Issues and recommendations
Resist the tendency to treat a maturity model as prescriptive directions instead of generalized guidelines -- as a detailed map instead of a tour guidebook. Also, this continuous delivery maturity model shows a linear progression from regressive to fully automated; activities at multiple levels can and do happen simultaneously. DevOps teams need to learn more advanced techniques and tools while they master the basics. Therefore, start by defining a basic CD process and developing some simple scripts, but simultaneously research, learn and test more complicated processes and advanced tools.
At this advanced level, teams also tackle harder deployment problems, such as multi-tier applications in which several components must deploy together, but are on different release cycles. These composite applications also include more sophisticated components, notably databases, that are complicated to deploy and test.
Stage 5: DevOps experts optimize CD
The pinnacle of continuous delivery maturity focuses on continual process improvement and optimization using the metrics and automation tools previously implemented in stages two through four of the model. Optimizations reduce the cycle time for code releases; eliminate software errors and resulting rollbacks; and support more complex, parallel release pipelines for multiple, concurrent software versions, including A/B experimental releases.

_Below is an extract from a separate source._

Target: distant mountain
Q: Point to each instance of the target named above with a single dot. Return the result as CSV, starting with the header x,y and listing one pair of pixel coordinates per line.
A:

At this stage, DevOps teams -- continuous delivery experts all adopt some form of DevOps structure -- have fully automated a code build, integration and delivery pipeline. They've also automated the infrastructure deployment, likely on containers and public cloud infrastructure, although VMs are also viable. Hyper-automation enables code to rapidly pass through unit, integration and functional testing, sometimes within an hour; it is how these CD masters can push several releases a day if necessary.
These teams use tools to improve software robustness, detect rare failure conditions before they affect users and automate complex big data systems. Tools for advanced continuous delivery, and continuous deployment, include Netflix's chaos engineering suite in the Simian Army and Genie, its big data orchestration service as well as sophisticated deployment stacks, such as Buddy and Pinterest's Teletraan.